List of pylint builtin messages (rules): http://pylint-messages.wikidot.com/all-messages

 

List of additional rules:

  1. Line width should be capped at 100 rather than the default 79
  2. Exceptions
    1. Exceptions are a means of breaking out of the normal flow of control of a code block to handle errors or other exceptional conditions.
    2. Never use catch-all except: statements, or catch Exception or StandardError, unless you are re-raising the exception or in the outermost block in your thread (and printing an error message). Python is very tolerant in this regard and except: will really catch everything including misspelled names, sys.exit() calls, Ctrl+C interrupts, unittest failures and all kinds of other exceptions that you simply don't want to catch.
  3. Power Features

    1. It's very tempting to use these "cool" features when they're not absolutely necessary. It's harder to read, understand, and debug code that's using unusual features underneath. It doesn't seem that way at first (to the original author), but when revisiting the code, it tends to be more difficult than code that is longer but is straightforward.
  4. Classes
    1. If a class inherits from no other base classes, explicitly inherit from object. This also applies to nested classes.
  5. Imports
    1. Import modules and (and not attributes).
    2. Use relative import when possible (while maintaining readability).
    3. When importing several modules from the same package always use parenthesis, while breaking lines between each module.

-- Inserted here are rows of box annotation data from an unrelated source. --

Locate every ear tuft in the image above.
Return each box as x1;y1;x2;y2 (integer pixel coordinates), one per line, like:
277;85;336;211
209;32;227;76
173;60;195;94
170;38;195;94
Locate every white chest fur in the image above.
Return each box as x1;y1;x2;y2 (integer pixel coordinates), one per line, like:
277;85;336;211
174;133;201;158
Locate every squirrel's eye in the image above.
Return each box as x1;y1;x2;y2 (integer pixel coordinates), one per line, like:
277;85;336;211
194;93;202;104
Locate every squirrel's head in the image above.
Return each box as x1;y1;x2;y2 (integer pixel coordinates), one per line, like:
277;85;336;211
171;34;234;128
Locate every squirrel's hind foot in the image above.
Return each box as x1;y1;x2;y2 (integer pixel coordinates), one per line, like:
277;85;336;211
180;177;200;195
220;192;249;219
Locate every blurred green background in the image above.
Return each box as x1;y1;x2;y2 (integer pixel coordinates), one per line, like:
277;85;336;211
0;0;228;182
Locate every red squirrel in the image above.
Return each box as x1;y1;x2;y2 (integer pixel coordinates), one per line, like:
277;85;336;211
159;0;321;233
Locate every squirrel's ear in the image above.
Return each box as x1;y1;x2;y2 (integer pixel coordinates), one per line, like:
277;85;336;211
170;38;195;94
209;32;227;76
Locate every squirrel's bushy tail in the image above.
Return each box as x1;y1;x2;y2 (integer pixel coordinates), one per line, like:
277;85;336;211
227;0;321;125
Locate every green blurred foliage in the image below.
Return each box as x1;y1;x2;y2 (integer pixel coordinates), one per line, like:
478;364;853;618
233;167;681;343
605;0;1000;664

    4. When importing several attributes from the same module, the import should be on the same line, separated by commas. 
    5. The import section should hold 3 (4 - optional) subsection:
      1. standard libs
      2. 3d party libs
      3. remote aria packages (if for readability reasons, it is better to import directly from aria, and not a relative path). - This is optional.
      4. aria packages (while inside this section the order should be according to the relative import 'distance' - that is, the closer the actual module is, the lower it will be. In effect ... will come before ..). 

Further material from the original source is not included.